National forests plan for grizzly delisting
Associated Press
Apr. 9, 2007 08:18 AM
JACKSON, Wyo. - Six national forests in Wyoming, Montana and Idaho will change their management plans to support removing grizzly bears from the endangered species list, U.S. Forest Service officials say.
The agency is amending resource management plans for the Beaverhead-Deerlodge, Bridger-Teton, Caribou-Targhee, Custer, Gallatin and Shoshone national forests, intermountain regional forester Jack Troyer said. The amendments will take effect starting in May.
Troyer said the six forests would follow a conservation strategy outlining the habitat standards, guidelines and monitoring that are important for sustaining a recovered grizzly bear population within the primary conservation area of the Greater Yellowstone Ecosystem. advertisement
Forest plans would emphasize storing food properly, monitoring critical food sources, reducing conflicts with livestock grazing, holding numbers and capacity of developed sites at 1998 levels inside the primary conservation area, and maintaining current road and motorized trail miles inside the primary conservation area.
Troyer said the decision to change the plans was made with supervisors in each of the six forests. The amendments, he said, will adequately address public concerns over protection of the bear, road standards, development and social and economic issues.
"We have been involved in the conservation effort for decades, and now the grizzly bear in the Yellowstone ecosystem not only survives, it thrives," Troyer said. "We are extremely pleased with the progress that has been made, and we are optimistic that the population will continue to flourish."

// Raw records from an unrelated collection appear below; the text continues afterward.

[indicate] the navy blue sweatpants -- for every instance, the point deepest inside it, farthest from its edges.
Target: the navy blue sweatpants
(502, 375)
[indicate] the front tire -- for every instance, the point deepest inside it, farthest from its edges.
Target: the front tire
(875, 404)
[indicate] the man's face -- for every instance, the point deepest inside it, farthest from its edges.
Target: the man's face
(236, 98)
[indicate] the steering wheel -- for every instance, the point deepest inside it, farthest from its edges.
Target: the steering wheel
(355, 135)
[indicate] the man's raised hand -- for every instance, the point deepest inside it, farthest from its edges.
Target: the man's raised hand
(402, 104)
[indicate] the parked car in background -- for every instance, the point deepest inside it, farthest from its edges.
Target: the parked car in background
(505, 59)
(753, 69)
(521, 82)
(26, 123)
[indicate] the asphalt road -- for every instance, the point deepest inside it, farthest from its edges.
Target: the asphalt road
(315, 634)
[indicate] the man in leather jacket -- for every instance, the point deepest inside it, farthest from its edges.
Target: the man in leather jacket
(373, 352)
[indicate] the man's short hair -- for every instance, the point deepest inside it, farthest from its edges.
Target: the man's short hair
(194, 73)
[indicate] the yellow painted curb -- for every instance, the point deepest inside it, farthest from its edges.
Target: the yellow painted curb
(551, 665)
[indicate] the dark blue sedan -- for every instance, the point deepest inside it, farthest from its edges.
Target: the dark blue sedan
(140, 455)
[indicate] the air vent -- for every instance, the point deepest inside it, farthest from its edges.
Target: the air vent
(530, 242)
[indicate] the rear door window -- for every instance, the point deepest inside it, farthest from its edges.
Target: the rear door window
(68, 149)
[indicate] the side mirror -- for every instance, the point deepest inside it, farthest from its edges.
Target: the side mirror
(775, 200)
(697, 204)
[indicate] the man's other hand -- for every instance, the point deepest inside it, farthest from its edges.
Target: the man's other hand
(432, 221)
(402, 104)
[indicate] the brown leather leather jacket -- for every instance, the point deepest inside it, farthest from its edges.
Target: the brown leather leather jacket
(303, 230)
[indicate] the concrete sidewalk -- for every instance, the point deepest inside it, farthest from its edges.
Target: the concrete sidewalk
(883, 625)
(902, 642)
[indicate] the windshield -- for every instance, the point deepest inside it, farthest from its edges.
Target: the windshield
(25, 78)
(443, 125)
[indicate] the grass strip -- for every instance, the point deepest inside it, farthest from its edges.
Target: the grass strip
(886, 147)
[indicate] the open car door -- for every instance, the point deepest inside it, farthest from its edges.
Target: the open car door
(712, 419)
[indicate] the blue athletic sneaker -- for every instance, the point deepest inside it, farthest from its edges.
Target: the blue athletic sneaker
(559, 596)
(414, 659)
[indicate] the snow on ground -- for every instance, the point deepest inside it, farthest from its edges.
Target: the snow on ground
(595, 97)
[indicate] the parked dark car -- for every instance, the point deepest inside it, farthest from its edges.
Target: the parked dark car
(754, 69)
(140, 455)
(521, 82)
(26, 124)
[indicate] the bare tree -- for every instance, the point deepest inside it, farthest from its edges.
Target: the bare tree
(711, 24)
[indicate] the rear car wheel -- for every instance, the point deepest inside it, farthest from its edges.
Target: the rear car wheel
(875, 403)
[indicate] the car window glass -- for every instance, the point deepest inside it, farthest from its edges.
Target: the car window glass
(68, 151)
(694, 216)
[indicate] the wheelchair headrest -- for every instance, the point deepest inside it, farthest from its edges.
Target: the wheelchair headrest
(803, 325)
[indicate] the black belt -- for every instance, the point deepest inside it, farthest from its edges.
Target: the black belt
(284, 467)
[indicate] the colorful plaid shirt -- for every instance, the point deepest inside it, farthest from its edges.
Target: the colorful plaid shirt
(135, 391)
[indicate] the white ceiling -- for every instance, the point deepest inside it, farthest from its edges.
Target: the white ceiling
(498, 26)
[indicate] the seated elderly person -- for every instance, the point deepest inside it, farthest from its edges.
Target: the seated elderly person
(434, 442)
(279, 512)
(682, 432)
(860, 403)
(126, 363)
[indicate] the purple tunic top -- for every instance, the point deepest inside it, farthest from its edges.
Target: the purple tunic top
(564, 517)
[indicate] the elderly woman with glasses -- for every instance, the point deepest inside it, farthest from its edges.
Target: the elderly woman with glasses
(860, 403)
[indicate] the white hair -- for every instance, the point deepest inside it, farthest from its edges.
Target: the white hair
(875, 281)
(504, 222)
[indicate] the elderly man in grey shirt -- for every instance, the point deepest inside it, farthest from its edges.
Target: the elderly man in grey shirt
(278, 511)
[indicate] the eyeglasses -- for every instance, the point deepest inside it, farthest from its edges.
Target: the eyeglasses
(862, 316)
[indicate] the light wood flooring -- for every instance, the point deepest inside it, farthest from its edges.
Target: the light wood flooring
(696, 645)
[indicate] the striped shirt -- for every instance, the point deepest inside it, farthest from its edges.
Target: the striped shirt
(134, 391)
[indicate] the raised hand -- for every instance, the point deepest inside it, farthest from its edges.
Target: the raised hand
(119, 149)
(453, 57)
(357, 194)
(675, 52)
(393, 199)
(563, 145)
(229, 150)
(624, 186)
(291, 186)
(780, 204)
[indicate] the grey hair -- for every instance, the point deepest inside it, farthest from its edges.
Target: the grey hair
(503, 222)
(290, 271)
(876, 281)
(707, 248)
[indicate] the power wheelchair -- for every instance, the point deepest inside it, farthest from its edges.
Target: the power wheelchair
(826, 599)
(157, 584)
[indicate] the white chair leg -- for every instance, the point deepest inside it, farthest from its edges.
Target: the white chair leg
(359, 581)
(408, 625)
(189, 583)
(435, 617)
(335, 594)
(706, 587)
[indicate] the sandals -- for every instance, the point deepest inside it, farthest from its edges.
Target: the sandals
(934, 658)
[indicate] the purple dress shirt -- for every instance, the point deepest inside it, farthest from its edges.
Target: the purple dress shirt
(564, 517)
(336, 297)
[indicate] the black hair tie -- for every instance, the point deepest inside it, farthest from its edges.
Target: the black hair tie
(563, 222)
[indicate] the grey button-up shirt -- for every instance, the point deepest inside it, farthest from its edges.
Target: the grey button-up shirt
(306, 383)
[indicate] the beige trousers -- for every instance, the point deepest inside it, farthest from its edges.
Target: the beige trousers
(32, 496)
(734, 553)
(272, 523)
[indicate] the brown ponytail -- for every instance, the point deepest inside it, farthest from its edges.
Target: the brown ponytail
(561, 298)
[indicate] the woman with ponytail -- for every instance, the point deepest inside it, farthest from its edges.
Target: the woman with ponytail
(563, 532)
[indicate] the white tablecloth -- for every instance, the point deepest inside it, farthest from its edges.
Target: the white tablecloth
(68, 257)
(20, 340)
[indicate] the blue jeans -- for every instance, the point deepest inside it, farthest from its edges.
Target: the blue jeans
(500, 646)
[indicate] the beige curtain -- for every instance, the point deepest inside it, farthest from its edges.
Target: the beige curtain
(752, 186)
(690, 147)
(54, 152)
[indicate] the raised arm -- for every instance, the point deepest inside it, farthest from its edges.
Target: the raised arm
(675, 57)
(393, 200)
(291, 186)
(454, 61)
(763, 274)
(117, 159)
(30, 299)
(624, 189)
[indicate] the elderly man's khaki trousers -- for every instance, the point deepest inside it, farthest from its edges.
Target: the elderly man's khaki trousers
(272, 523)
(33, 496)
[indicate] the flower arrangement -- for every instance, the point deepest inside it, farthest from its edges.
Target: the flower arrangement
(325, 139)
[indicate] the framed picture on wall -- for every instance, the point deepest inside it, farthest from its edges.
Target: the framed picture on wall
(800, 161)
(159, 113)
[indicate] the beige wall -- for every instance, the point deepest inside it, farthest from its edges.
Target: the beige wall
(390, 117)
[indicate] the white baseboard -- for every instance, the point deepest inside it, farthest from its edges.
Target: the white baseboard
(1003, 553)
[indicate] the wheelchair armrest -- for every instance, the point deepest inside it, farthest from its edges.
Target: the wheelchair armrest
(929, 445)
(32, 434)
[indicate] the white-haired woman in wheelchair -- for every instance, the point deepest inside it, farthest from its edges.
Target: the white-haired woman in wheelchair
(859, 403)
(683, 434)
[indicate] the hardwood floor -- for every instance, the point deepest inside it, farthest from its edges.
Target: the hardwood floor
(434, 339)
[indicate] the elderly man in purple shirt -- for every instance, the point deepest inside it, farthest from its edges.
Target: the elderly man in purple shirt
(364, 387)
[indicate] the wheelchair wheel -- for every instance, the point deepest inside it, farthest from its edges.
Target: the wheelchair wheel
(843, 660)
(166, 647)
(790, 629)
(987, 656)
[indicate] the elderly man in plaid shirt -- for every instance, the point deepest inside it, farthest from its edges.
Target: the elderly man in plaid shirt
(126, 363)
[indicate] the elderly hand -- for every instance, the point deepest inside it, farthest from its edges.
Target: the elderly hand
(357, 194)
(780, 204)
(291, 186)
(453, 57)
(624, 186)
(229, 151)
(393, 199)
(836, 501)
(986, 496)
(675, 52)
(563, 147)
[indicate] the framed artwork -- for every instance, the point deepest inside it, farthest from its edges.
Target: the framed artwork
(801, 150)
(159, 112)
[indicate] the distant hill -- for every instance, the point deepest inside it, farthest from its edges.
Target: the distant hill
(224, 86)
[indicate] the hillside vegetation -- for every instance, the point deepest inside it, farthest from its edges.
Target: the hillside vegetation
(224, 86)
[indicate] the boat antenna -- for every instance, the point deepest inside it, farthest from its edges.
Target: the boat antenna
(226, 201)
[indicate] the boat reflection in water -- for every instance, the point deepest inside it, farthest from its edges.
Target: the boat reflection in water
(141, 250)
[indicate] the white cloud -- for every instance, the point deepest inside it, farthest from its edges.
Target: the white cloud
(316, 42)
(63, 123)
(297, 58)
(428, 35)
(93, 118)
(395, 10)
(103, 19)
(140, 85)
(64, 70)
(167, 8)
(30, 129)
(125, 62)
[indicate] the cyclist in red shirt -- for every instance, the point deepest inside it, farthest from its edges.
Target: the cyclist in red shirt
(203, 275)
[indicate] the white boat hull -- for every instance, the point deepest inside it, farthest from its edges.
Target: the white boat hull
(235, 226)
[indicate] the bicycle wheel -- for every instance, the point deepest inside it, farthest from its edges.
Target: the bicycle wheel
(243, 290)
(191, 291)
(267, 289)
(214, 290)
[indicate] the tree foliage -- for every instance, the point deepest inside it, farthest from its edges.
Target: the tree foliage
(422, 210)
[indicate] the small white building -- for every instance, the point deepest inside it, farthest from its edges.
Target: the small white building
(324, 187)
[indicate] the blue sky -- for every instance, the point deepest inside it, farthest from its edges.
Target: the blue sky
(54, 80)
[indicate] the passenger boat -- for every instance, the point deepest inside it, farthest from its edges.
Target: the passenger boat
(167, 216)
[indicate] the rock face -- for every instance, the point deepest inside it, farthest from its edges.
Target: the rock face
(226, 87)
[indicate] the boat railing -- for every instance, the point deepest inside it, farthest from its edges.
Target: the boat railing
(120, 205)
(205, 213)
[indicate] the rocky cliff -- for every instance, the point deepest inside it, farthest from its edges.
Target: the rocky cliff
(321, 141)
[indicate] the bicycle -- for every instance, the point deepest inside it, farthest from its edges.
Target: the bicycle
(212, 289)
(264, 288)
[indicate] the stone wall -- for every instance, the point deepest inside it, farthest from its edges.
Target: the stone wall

The U.S. Fish and Wildlife Service announced last month it was removing grizzly bears from protection under the Endangered Species Act by the end of April. The decision comes after more than 30 years of protection, during which the grizzly bear population increased from between 136 and 312 animals to more than 500 today. The Fish and Wildlife Service started the delisting process for grizzlies in November 2005.
The states of Wyoming, Idaho and Montana, along with the U.S. Fish and Wildlife Service and the National Park Service, will manage grizzly bears in a cooperative effort that officials expect to cost about $3.7 million a year.
Conservation groups say grizzly bears remain imperiled in the northern Rockies because of inadequate habitat protection in national forests and the potential decline of their most important food source, whitebark pine nuts. Scientists also have said that the Yellowstone area's grizzly bear population might not be genetically diverse enough to survive threats such as disease and global climate change.